Но другая, не материнская часть меня знала и что-то еще. Знала. Только до поры до времени мне не говорила.
Когда мелодия «Тореадора» огласила округу, я обнаружила, что сижу во дворе на пне, оставшемся от огромной старой шелковицы, спиленной в год, когда я бежала отсюда. И сижу уже, наверное, не первые пять минут, о чем свидетельствовали основательно затекшие ноги. Ничего себе развспоминалась!
Со снятой на лето подмосковной дачи звонили оба моих чада.
— Чучундра пропала!
— Мы ее во двор гулять выпустили, а она и пропала! Конкретная пропажа конкретной черепахи, которая жила с ними каждый день, тревожила Кимыча и Тимыча куда сильнее, чем абстрактная пропажа абстрактных отцов, которых они видели раз в год.
— Я же вам говорила, чтобы красный бант на панцирь привязывали.
— Привязывали!
— Скотчем приклеивали!
— Красный!
— Фосфо… фосре… фосрецирущий!
— Ты хочешь сказать, фосфоресцирующий?
— Ага, светящийся такой бант скотчем на панцирь прилепили!
— И что, даже такого светящегося банта не видно?
— Бант виден. Вот он, бантик, а Чучундры под ним нет!
— Дождик пошел, скотч отклеился, и Чучундра уползла, — ревел Пашка.
— Мам, ты же прошлый раз Чучу в песке откопала, — Сашка не ревел, но дрожащие нотки в голосе проскакивали. — Приезжай скорее, мы без тебя ее не найдем!
Да уж, кроме меня, сыщиков в этой семейке не наблюдается!
Не успела я переключить мысли с поиска Туманянов-старших на поиск черепахи Туманянов-младших, как «Тореадор» снова ворвался в наш засыпающий двор, что вызвало поток более чем ненормативной, хоть и с трудом выговариваемой лексики, вырывавшейся на простор из Зинкиного окна. Судя по произношению, соседка уже допивала принесенную мною фляжку.
Голос совершенной Агаты, как рубильник, переключил мои мысли на московский лад.
— Лика, с вами Алексей Юрьевич хотел переговорить. Вы можете ответить?
Правильность Агаты всегда доводила меня до бешенства. Хотелось ей козу в неподходящий момент показать или ляпнуть что-нибудь такое, что выбьет ее из заученной идеальности. Но раз звонит Олень, про козу его секретарше стоит забыть. Не часто в последнее время мне звонит Олень. Ох, не часто!

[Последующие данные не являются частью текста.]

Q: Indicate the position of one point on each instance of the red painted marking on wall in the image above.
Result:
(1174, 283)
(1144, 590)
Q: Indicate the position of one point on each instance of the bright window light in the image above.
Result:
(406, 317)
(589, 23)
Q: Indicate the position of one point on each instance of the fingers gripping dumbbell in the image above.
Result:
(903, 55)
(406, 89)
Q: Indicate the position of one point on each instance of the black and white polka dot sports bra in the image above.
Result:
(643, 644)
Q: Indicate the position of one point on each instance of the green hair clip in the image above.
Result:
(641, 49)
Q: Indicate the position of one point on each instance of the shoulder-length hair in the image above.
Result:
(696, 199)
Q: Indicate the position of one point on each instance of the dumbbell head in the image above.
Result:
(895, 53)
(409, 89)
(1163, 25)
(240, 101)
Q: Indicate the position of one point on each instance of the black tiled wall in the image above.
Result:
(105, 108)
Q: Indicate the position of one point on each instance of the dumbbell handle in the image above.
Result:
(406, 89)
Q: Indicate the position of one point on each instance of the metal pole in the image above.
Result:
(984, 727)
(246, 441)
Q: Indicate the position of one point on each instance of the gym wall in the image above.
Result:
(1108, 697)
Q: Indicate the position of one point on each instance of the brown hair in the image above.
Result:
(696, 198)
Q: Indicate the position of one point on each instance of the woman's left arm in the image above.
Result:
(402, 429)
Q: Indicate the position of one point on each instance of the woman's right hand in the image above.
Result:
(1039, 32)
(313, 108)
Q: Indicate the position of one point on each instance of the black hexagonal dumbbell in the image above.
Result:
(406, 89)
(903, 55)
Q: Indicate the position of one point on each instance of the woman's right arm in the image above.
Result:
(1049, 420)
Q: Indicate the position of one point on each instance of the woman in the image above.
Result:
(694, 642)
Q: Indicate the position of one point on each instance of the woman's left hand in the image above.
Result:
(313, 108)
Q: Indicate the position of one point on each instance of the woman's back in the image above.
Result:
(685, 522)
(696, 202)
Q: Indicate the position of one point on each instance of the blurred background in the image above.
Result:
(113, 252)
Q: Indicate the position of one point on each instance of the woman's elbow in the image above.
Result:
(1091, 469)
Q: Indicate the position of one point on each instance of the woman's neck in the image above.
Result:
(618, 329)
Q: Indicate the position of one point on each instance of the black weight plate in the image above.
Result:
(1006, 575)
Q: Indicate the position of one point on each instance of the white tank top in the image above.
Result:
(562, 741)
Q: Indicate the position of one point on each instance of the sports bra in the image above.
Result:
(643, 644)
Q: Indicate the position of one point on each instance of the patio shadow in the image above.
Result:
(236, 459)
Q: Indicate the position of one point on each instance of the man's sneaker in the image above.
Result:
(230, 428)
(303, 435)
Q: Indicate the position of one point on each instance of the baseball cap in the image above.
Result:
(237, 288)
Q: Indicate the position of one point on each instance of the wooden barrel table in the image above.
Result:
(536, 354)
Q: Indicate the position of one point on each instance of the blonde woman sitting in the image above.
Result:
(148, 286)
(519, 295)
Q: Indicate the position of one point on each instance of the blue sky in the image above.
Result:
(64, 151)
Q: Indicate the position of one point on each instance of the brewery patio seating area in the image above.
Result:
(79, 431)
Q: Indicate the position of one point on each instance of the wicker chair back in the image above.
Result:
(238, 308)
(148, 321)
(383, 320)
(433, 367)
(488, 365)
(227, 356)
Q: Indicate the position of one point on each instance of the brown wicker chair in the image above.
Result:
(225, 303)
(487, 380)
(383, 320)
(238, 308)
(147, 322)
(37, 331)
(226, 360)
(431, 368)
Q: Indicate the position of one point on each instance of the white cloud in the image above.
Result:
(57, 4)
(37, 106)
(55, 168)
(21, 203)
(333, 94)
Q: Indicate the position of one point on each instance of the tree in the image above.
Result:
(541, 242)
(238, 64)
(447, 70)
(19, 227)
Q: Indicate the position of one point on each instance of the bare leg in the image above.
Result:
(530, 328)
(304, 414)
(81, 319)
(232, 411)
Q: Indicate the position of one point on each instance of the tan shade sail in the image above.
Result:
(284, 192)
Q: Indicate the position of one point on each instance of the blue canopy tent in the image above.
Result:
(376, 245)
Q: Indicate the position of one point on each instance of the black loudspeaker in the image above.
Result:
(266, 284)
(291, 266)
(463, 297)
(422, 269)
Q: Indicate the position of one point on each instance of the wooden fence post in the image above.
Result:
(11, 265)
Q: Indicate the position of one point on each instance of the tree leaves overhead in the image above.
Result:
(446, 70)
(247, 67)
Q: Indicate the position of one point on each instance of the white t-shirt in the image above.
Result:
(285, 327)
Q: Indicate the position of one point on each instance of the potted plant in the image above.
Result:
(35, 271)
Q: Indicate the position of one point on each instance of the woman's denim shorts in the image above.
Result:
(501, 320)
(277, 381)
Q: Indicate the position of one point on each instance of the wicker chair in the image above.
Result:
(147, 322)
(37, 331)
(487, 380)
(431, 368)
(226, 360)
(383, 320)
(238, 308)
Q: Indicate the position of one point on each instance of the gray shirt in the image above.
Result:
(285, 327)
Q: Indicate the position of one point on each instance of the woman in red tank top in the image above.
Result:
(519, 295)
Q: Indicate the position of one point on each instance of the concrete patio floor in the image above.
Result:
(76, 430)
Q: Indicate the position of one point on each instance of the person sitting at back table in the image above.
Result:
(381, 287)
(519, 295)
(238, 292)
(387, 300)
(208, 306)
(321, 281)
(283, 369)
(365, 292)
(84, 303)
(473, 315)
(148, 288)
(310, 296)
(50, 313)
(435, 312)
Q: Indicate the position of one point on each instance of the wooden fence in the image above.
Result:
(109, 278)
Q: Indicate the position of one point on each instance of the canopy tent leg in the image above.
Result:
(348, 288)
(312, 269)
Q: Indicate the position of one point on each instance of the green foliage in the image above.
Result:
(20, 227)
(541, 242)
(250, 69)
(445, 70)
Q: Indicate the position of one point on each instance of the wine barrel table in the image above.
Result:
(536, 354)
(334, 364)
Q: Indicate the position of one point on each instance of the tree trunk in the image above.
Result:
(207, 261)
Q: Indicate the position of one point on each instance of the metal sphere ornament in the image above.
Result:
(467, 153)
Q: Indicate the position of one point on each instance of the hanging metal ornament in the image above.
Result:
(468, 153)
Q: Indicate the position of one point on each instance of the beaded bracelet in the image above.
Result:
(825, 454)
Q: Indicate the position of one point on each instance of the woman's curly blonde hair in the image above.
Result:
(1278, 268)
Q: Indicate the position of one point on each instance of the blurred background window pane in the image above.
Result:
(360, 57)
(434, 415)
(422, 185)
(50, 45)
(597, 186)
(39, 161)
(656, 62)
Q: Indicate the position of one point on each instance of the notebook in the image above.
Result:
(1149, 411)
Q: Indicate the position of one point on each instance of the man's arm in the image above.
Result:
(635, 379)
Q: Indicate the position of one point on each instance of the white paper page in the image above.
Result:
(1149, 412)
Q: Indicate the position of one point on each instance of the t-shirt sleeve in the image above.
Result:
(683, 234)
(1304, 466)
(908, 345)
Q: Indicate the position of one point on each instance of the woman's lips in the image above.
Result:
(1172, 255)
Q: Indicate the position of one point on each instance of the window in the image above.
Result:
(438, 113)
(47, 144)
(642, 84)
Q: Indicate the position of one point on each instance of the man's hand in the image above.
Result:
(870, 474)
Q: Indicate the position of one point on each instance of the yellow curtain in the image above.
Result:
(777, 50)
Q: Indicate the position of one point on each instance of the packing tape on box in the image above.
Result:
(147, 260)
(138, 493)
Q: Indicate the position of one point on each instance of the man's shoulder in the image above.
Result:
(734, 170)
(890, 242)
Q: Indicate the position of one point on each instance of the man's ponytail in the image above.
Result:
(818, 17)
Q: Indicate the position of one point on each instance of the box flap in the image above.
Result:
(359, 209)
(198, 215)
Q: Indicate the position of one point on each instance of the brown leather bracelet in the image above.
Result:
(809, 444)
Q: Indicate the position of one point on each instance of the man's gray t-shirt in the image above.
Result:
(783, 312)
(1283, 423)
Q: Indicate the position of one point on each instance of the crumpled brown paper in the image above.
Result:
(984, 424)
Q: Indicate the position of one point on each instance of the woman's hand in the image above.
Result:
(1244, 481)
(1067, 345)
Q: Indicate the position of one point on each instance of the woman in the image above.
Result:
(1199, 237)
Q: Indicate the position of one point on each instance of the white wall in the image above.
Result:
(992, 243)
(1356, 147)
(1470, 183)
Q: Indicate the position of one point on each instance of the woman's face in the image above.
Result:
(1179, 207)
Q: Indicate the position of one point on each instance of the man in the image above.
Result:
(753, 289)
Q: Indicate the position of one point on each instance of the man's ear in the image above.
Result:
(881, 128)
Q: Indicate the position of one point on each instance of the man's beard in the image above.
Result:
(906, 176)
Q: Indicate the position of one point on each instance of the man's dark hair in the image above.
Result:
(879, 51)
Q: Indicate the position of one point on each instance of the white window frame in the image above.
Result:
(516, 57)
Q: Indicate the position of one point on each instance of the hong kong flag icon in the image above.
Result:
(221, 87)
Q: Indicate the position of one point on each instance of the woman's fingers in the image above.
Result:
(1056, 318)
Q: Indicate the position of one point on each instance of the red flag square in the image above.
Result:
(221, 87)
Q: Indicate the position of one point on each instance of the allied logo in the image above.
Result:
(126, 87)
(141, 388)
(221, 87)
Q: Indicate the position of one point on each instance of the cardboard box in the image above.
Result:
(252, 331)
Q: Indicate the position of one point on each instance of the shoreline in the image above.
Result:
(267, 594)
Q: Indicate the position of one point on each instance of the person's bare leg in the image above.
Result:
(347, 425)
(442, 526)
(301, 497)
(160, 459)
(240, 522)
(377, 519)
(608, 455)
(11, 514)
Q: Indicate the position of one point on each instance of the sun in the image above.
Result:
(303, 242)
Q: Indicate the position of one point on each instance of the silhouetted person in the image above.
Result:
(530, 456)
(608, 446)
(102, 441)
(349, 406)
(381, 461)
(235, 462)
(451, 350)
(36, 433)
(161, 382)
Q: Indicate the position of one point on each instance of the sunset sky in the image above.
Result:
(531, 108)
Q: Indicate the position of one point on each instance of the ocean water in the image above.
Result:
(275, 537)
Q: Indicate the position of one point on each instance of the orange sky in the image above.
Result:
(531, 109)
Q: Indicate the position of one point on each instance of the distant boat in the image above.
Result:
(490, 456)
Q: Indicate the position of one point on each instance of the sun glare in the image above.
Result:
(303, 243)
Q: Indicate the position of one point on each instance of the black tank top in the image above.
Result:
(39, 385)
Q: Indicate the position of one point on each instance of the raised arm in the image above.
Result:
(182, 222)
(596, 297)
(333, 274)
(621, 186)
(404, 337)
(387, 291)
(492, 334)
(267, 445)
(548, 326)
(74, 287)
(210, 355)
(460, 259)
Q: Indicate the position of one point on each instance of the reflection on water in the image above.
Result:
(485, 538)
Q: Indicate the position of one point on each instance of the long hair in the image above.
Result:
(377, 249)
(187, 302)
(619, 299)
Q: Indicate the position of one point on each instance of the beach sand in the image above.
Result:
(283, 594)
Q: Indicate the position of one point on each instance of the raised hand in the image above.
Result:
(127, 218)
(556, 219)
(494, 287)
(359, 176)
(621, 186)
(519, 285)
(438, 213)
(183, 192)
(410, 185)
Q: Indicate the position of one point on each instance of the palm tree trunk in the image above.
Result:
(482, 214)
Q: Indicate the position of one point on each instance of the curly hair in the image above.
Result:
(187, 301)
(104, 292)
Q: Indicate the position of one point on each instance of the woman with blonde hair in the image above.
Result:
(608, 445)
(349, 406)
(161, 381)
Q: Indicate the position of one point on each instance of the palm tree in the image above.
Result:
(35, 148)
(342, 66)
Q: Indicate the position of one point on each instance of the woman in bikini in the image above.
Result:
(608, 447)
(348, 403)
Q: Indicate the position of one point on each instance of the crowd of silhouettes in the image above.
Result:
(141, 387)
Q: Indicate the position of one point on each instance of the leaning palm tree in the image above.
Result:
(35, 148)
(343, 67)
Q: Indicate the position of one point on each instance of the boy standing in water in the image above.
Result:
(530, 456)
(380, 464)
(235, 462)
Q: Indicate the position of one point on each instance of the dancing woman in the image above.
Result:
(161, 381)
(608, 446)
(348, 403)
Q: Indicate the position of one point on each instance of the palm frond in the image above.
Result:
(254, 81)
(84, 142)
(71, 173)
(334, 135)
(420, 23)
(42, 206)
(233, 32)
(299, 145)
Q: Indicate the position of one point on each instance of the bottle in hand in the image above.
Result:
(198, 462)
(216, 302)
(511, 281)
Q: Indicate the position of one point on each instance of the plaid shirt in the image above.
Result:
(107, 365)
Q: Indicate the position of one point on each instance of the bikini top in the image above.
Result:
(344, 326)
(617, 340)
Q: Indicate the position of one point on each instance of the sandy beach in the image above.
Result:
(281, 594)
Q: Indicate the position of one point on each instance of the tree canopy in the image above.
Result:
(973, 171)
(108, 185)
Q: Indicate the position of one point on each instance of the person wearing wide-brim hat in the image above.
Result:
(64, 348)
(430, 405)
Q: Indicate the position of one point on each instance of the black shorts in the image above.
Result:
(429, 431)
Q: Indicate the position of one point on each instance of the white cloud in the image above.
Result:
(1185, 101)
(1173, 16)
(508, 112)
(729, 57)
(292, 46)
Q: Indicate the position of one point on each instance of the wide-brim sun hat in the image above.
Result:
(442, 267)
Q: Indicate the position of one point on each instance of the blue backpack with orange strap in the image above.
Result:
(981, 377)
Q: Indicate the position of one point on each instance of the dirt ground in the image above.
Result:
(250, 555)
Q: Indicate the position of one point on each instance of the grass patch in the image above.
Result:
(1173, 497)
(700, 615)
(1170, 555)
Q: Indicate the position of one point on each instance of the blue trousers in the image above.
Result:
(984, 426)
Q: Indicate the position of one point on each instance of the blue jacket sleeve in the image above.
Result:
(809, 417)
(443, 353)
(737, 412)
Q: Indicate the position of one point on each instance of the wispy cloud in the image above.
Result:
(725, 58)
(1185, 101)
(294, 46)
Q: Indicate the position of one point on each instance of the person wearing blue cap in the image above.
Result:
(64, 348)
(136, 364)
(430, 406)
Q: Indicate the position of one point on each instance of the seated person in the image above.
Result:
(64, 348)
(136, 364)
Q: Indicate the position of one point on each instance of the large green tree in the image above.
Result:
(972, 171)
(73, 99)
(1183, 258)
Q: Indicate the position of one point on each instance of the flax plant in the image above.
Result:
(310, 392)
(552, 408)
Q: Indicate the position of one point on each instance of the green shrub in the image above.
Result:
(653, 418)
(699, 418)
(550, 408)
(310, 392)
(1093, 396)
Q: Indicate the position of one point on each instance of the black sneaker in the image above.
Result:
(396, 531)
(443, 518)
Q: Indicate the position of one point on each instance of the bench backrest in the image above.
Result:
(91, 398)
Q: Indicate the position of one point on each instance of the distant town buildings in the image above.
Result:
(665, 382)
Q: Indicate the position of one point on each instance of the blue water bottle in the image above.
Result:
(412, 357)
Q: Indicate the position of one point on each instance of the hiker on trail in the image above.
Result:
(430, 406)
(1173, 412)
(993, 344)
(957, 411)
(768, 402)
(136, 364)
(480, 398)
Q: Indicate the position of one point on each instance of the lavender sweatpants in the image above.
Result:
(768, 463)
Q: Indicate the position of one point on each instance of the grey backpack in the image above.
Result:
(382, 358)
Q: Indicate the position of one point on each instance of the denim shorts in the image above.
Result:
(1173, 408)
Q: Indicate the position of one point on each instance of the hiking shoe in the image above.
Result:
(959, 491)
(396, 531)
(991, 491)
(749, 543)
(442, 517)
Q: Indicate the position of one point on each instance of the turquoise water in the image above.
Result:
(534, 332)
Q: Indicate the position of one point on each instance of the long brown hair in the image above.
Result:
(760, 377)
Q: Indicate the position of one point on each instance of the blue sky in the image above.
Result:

— Лик, привет! Сама как? — И, не дослушав моего рапорта: — Женьке надо сменить обстановку. Она в своих четырех стенах подохнет.
— Я-то здесь при чем?! — От злости на мгновение вываливаюсь из предписанного самой себе наивно-провоцирующего стиля общения с Олигархом моей мечты. Ждешь-ждешь от мужчины звонка, а он — на тебе — звонит, чтобы психическое состояние кикиморы своей болотной обсудить.
— При том! Хочу тебя попросить увезти ее куда угодно. На Бали… — грамотный олигарх знает, что название острова произносится с ударением на первый слог, — …на Мальдивы, в Эмираты, хотя в Эмиратах сейчас жарко… Куда угодно! Лишь бы Женька сутками не смотрела в одну точку.
Заботливый одноклассничек достался этой общипанной курице. Мой одноклассник Михаська разве что вина взяточнического пришлет, а здесь — хоть тебе Мальдивы, хоть тебе Эмираты!